Unlike even five years ago, opportunities for physicians with combined training have expanded dramatically. They include but are not limited to:
- Integrated, psychiatrically supported, medical outpatient clinics, e.g. collaborative care, soon to be paid through sustainable medical benefits;
- Integrated medical and psychiatric inpatient units (Complexity Intervention Units—CIUs), e.g. University of Iowa Hospitals, Portland Hospital (Maine), St. Mary’s Hospital (Michigan), Massachusetts General Hospital, Duke University Hospital, others
- Integrated substance use disorder programs, e.g. primary care based buprenorphine clinics, primary care based alcohol screening and brief intervention (part of general medical clinics), primary care based physical health, alcohol detoxification, and rehabilitation programs
- Delirium prevention and treatment (often associated with CIUs)
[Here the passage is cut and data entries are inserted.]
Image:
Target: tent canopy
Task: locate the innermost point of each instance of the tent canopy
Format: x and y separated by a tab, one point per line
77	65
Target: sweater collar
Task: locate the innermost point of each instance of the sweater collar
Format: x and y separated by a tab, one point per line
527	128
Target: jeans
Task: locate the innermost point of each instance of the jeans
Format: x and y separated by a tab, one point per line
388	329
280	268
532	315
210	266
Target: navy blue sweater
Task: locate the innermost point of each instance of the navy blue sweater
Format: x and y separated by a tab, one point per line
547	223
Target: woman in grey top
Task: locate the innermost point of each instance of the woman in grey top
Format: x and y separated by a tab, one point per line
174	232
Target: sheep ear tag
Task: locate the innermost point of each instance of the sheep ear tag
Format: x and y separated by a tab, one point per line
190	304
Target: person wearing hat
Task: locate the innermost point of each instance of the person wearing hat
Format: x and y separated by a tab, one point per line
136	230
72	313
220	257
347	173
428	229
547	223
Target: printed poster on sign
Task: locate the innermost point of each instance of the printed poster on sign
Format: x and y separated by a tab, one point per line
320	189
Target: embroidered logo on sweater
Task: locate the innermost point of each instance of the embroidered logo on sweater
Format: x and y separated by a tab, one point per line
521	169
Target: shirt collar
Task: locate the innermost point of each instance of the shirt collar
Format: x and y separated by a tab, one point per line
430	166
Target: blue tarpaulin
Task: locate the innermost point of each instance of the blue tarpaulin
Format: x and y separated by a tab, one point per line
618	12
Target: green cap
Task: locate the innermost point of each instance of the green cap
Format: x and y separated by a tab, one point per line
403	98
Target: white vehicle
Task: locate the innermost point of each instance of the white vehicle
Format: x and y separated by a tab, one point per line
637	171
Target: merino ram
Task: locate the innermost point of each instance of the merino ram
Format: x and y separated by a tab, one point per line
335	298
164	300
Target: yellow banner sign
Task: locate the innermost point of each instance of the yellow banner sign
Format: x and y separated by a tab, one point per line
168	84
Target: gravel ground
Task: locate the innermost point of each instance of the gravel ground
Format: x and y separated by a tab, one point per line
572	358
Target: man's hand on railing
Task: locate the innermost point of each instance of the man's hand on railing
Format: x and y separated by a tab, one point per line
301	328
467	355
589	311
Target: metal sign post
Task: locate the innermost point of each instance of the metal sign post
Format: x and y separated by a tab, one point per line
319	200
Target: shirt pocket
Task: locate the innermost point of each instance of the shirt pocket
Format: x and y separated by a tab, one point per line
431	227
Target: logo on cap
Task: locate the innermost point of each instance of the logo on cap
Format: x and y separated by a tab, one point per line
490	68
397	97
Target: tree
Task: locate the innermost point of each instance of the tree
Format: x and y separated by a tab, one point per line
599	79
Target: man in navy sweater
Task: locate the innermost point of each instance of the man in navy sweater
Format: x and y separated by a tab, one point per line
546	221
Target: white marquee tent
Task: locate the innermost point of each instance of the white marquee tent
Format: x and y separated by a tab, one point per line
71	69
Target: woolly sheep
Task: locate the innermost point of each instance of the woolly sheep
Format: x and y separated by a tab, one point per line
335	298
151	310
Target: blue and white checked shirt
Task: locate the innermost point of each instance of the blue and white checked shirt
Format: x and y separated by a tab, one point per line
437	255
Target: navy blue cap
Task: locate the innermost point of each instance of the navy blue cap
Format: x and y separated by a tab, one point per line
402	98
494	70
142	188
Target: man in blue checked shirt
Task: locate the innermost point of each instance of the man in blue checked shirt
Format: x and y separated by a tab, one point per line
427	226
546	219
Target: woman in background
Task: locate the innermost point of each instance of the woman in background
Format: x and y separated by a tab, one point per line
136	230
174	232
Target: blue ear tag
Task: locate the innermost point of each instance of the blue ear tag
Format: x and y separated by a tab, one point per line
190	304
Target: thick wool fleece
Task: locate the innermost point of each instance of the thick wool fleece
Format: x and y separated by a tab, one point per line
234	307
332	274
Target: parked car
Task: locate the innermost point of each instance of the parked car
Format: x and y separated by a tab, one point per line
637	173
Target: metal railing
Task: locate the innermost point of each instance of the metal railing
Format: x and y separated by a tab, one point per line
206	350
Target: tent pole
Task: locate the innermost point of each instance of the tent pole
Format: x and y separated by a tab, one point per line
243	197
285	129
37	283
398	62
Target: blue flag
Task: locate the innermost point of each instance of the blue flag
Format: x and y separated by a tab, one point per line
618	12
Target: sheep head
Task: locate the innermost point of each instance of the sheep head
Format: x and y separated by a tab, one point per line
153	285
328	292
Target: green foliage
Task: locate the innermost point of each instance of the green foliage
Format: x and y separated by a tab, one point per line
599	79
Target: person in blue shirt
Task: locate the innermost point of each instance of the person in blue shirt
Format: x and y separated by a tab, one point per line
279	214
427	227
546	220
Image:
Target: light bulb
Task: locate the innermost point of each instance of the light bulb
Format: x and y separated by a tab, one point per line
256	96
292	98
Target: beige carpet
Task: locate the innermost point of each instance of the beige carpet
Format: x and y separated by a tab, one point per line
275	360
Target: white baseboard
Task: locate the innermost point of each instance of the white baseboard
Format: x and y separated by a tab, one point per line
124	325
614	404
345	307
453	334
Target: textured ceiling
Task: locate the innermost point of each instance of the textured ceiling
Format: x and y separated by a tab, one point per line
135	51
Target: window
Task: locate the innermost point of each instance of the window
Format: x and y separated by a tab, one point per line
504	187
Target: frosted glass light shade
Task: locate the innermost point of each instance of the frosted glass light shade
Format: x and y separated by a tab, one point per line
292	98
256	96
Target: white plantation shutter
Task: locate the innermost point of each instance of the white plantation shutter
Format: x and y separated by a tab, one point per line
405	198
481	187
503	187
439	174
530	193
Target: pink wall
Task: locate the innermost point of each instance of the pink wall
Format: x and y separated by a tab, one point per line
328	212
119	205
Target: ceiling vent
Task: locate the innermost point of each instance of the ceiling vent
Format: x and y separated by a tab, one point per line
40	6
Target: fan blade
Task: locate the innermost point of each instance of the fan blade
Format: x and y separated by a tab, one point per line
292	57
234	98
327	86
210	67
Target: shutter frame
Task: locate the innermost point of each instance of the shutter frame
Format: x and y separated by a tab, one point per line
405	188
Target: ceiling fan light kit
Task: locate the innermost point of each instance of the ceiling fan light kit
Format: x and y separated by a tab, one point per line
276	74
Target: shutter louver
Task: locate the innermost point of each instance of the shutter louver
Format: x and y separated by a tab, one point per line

- Physical health prevention and intervention programs for the chronic and persistent mentally ill, e.g. state and county mental hospitals, correctional facilities
- Specialty combined physical and BH treatment programs, e.g. eating disorders, oncology programs, end stage renal disease programs
- Integrated physical and BH administration, policy making
Up to this point, we have discussed practical reasons to consider becoming a physician with medical and psychiatric training but have neglected to talk about the patients suffering the ravages of concurrent physical and mental illness seen by those with combined training on a daily basis. Without a question, these are some of the most interesting, challenging, and demanding patients seen in the medical system. They are also among the most rewarding. Having the skills to reverse the downward spiral of patients who have failed treatment in several other areas within the health care system, leaves the jointly trained physician with a sense of accomplishment that few other practicing physicians experience.
Finally, integrated physical and mental health care is at its inception. Those who enter it at this time will have a wide variety of options at their fingertips. Many, in fact, will be able to create their own practice environment as interest in better ways to address the needs of complex, often high cost, patients gains importance. Those with combined training are at a particular advantage because they belong to two guilds, their medical guild (internal medicine, family practice, pediatric) and their psychiatry guild. As a member of both, it is possible to orchestrate cross-disciplinary opportunities that can only happen when ownership by cross-disciplinary stakeholders is needed for it to succeed.
Today’s world is much different than the one that I entered in 1980 as an internist and psychiatrist. Not only did organizations not know what to do with me, they also did not see a vision for better care of patients in the future. Your world is different. While many still will not understand the value that those with combined training can bring, they now know that whatever it is, it has to be better for patients’ health and economic viability than what is available in our fragmented delivery system. Thus, as you enter, create your own vision of value in your area of practice interest and pursue it with passion.